C’est en toute discrétion, à la veille du week-end prolongé de la Toussaint, que la nouvelle est tombée. Identité, couleur des yeux, domicile, photo, empreintes digitales… Toutes les informations concernant les détenteurs de papiers d’identité seront répertoriées dans une gigantesque base de données. Ce méga-fichier a fait l’objet d’un décret du gouvernement paru le dimanche 30 octobre au Journal Officiel. A terme, le Fichier national de Gestion (FNG) relatif aux cartes d’identité et le système TES lié à la délivrance des passeports sont voués à disparaître.

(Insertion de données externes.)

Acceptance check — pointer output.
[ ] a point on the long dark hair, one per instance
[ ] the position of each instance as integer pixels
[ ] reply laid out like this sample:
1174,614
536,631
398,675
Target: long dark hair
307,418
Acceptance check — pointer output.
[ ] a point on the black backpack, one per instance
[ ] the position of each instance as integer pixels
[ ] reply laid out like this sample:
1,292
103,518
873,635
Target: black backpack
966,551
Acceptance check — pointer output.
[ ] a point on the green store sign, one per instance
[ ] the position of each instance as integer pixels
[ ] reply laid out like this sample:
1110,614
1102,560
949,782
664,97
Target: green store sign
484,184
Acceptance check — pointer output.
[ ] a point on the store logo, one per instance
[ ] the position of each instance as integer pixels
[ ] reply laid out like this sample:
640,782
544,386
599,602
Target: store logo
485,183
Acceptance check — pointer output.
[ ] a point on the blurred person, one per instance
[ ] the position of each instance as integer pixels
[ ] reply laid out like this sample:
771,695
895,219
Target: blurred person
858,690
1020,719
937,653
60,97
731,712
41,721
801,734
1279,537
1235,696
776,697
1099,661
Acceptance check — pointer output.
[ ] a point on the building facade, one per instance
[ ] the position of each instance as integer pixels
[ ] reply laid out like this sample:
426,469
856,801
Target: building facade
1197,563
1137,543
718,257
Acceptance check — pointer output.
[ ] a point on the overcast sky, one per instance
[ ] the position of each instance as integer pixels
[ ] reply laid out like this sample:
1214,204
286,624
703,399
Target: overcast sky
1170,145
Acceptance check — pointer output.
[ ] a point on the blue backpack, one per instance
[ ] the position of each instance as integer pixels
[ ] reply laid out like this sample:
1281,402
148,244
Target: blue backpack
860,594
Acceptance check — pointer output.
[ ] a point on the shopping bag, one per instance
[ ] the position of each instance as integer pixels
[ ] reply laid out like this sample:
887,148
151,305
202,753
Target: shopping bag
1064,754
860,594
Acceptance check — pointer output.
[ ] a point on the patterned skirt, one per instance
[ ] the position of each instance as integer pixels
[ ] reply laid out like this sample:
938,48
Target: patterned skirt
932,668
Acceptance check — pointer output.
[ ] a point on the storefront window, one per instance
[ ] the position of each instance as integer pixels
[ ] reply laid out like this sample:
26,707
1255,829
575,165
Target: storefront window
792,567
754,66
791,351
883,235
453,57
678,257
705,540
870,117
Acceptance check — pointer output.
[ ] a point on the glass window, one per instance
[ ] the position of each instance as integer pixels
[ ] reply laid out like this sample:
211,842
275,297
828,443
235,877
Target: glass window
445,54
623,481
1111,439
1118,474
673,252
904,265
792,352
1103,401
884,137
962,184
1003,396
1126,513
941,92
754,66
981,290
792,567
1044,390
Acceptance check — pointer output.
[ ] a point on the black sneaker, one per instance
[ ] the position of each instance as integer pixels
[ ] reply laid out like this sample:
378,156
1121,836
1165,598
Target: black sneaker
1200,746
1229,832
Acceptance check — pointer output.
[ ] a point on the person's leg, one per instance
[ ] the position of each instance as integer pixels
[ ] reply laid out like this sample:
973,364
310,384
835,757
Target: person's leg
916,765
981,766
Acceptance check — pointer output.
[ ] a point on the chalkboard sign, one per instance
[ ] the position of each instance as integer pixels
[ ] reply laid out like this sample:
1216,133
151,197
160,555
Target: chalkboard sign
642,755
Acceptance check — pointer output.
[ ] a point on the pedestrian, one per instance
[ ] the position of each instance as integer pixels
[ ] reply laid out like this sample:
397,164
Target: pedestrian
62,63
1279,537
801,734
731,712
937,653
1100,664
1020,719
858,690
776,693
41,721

Le CNNum tire la sonnette d’alarme
Finalement, la création ce de futur fichier est loin d’être passée inaperçu. Quelques jours à peine après la publication du décret, le CNNum a dénoncé une publication « sans aucune consultation préalable ». L’instance consultative a demandé au gouvernement de trouver « des alternatives techniques ».
« Ce fichier pourrait à terme conserver les données biométriques de près de 60 millions de Français dans une base centralisée », a mis en garde le CNNum, dont la mission est de formuler des recommandations sur les questions liées à l’impact du numérique sur la société et sur l’économie.
Le Conseil National du Numérique s’inquiète de la création d’un fichier d’une telle ampleur regroupant autant de données personnelles. Il estime qu’il pourrait être propice aux détournements massifs de finalité. « La publication de ce décret intervient à un moment où les cybermenaces se font redoutables et où tout indique que ces risques ont changé d’échelle », a-t-il indiqué dans un communiqué de presse. « Dans ce contexte, le choix de la centralisation revient à créer une cible d’une valeur inestimable, face à des adversaires qui ne sont pas des amateurs. En matière de sécurité informatique, aucun système n’est imprenable », peut-on également lire dans ce document.
La Ligue des droits de l’Homme monte au créneau
Mêmes préoccupations du côté du Président d’honneur de la Ligue des droits de l’Homme (LDH), Michel Tubiana. « Plus vous avez un fichier qui est gros, plus vous avez un fichier qui est consultable par une multiplicité de services, plus vous avez la possibilité d’avoir un hackage du fichier » a-t-il déclaré sur RTL. Selon lui, « faire un fichier de cette nature c’est s’exposer aux pires débordements ».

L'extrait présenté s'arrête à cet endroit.